Sesat Pikir Menteri Agama

Oleh Victor Silaen

 

     Terkait Menteri Agama (Menag) Suryadharma Ali (SDA) dan pernyataannya tentang kebebasan beribadah baru-baru ini yang sangat kontroversial, Harian The Jakarta Post edisi 2 April lalu memberi judul besar: "Minister: Christians Bring Discrimination on Themselves". Intinya, Menag SDA menyalahkan umat Kristen terkait peristiwa penutupan, penyegelan dan pembongkaran gedung gereja yang terjadi belakangan ini. Menurut SDA, "Mereka telah mempolitisasi masalah administratif pembangungan gedung gereja. Orang Kristen bukan satu-satunya yang memiliki masalah mendapatkan izin untuk membangun tempat ibadah, tetapi mereka mendapat perhatian karena mereka bicara kepada media atau pers. Umat Islam di beberapa daerah seperti di Bali, Sulawesi Utara, dan Nusa Tenggara Timur juga kesulitan mendapatkan izin untuk membangun masjid; tapi mereka tidak bicara kepada pers.
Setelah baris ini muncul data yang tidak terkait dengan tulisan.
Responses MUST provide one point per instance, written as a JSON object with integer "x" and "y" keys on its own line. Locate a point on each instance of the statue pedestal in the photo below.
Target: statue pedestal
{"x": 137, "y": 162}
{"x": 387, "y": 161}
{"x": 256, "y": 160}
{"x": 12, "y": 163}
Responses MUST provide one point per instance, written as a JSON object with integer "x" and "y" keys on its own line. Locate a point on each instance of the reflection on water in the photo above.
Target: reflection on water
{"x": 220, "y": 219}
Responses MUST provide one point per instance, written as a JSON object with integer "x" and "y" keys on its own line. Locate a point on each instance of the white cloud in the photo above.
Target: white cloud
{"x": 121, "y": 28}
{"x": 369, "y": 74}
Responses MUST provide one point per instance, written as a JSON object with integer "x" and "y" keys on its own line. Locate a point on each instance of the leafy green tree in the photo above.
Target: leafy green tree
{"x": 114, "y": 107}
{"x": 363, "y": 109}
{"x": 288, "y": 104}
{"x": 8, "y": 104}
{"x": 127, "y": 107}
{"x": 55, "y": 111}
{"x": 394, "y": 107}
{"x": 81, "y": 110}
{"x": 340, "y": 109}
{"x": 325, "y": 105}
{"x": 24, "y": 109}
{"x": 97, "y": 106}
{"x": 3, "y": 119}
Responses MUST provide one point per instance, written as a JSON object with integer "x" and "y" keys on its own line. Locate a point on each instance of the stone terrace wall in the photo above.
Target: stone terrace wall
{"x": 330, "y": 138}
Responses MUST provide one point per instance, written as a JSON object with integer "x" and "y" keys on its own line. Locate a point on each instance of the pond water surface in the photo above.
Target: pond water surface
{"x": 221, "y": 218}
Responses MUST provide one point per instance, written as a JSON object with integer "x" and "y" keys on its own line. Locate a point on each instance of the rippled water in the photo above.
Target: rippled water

Mereka juga tidak memprotes atau melakukan doa di depan Istana Presiden."

     Pernyataan Menag SDA tersebut jelas mengandung beberapa kesalahan. Yang pertama, soal diskriminasi, bahkan menjurus pada sebuah kesesatan logika (logical fallacy). Bukankah diskriminasi merupakan sebuah kebijakan berat-sebelah yang ditujukan kepada pihak lain? Jadi, mana mungkin diri sendiri mendiskriminasikan diri sendiri?

     Kedua, Menag SDA mengatakan "masalah administratif pembangunan gedung gereja". Sayang, dia tak menyebut gedung gereja yang mana. Tapi mudah diduga bahwa salah satu gereja yang dimaksud adalah GKI Yasmin. Sebab, SDA juga menyebut-nyebut soal "melakukan doa di depan Istana Presiden".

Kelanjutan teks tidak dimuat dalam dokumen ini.